It goes without saying that when you start a new client relationship, you want to be there on time and you want to look clean and tidy. First impressions actually make a really big impact on how business relationships evolve, so, for example, if you want other people to respect your time you have to show that you respect theirs. If you’re running late for reasons beyond your control (which will happen to all of us at some point), give a quick phone call and explain the situation.
Setting the tone
You’re the professional, so don’t be afraid to take a minute and set out the kind of relationship you want to have, instead of jumping right in with the trim job. If there are things you want done prior to your arrival (feet cleaned, young horses exercised, radiographs, whatever), say so. Don’t wait and see if the owner will intuit them. If you like lots of owner involvement, or vice versa, this is your chance to set out your expectations. If this doesn’t suit the owner’s style, this is their chance to say so and for everybody to part company with little time and energy lost.
Likewise, the first meeting is your chance to explain the services you offer and your general philosophy on shoeing. If discrepancies arise down the road in terms of your fees or your way of doing things, the client won’t be able to say they didn’t know.
Getting to know the horse
Once you’ve set your expectations and explained yourself to the human client, it will be time to do the same thing with the equine one. It’s not unusual for horses to be a little shy of new farriers, so it’s worth the time to say hello and give the horse a little pat or something that immediately associates you with good times, and not with the tools and the fire and the standing still and behaving itself that will follow.
On the other hand, it’s going to be key to establish yourself as one or two rungs up the pecking ladder from the horse.

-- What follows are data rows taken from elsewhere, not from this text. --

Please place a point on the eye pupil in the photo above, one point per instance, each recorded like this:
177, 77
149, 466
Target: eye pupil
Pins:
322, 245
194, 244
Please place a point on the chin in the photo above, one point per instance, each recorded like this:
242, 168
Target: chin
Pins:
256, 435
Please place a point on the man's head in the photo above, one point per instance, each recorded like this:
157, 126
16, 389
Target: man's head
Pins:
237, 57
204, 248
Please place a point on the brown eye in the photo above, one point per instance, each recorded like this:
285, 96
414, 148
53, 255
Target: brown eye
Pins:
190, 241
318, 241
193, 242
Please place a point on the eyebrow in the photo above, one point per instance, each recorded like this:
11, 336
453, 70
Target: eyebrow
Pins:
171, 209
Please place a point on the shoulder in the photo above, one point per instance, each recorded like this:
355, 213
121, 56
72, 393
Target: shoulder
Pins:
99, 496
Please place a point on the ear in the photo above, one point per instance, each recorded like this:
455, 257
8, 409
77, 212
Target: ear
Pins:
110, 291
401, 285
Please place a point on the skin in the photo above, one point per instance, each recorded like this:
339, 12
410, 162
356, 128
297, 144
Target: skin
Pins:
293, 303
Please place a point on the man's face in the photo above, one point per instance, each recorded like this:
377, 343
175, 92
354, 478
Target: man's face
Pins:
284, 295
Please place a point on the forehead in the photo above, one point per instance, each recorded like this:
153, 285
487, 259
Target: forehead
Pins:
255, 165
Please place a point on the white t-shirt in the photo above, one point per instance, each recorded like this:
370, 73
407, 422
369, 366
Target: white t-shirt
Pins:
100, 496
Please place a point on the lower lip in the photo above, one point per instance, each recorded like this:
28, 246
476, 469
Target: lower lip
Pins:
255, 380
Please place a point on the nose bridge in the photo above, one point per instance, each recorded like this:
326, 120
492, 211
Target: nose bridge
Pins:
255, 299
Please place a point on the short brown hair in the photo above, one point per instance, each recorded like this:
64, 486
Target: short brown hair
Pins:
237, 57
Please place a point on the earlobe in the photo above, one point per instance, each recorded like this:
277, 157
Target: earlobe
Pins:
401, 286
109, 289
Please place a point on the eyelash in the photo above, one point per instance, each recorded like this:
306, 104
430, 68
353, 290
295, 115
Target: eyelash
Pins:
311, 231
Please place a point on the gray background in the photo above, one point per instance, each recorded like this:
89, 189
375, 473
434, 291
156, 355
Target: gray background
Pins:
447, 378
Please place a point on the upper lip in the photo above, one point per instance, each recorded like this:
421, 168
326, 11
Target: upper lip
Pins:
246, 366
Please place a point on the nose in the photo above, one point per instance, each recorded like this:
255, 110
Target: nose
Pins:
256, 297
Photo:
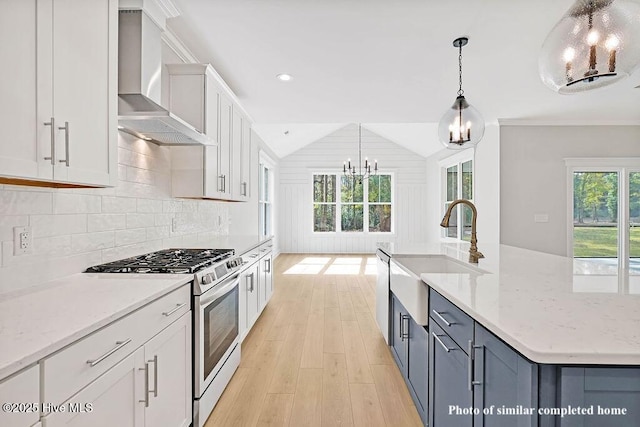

The clearer you are in your requests to the horse, the greater your chances of successfully getting him to comply. And the less stressful you make the experience for him, the more the horse will respond positively the next time you come. You don’t need him to be your best friend, but you do need him to work with you, so if possible, try to end the trim with a little pat, too.
Curb your enthusiasm
Most of the time the trim/shoe job will just be a regular trim/shoe job, but there will be times when you get called out to “fix” something. This will usually be the “fault” of a previous farrier, or a previous owner of a new horse. Sometimes it will clearly and unequivocally be the fault of a previous farrier or owner. There might be a lot of badmouthing going on, but it’s usually better to just not join in. Real professionals are classier than this, especially the first time they trim a horse. If you need to comment, comment on the work and not the person who did it.
If things have gone drastically, horribly wrong for the horse’s feet, don’t feel pressured to try to fix it all in one go. You can only change so much before other anatomical structures start to compensate, usually badly. If you think the correction would be better done a little at a time, every few weeks for the next few months, it is your professional prerogative to recommend that and to work something out with the owner to accommodate the plan. If it’s in the best interests of the horse, people will usually agree to it.
Take the time to do it right
This goes without saying, but especially if you’re a new farrier, the temptation might be to show your new client how efficient you are, especially if you notice near the end of the job that time is getting on. Remember that you haven’t done the horse before, and that you need some extra time to figure out the best way to address any problem areas or unevenness in the foot. Way better to end up with a horse that’s completely level and sound than one you set a land speed record on but that doesn’t go quite as well as it did before. Nobody wants that.
End on a high note
Especially if things haven’t gone exactly according to plan while you’ve been there. You might be crowded out, pushed around, kicked and at the end of your rope with your new least favourite client, but showing a little grace under fire at the very least demonstrates to people that you know how to handle yourself. It might not bring the client back a second time (and you might not want them back), but you’ll know you showed a lot of poise and that you deserve that beer you’re about to go and crack.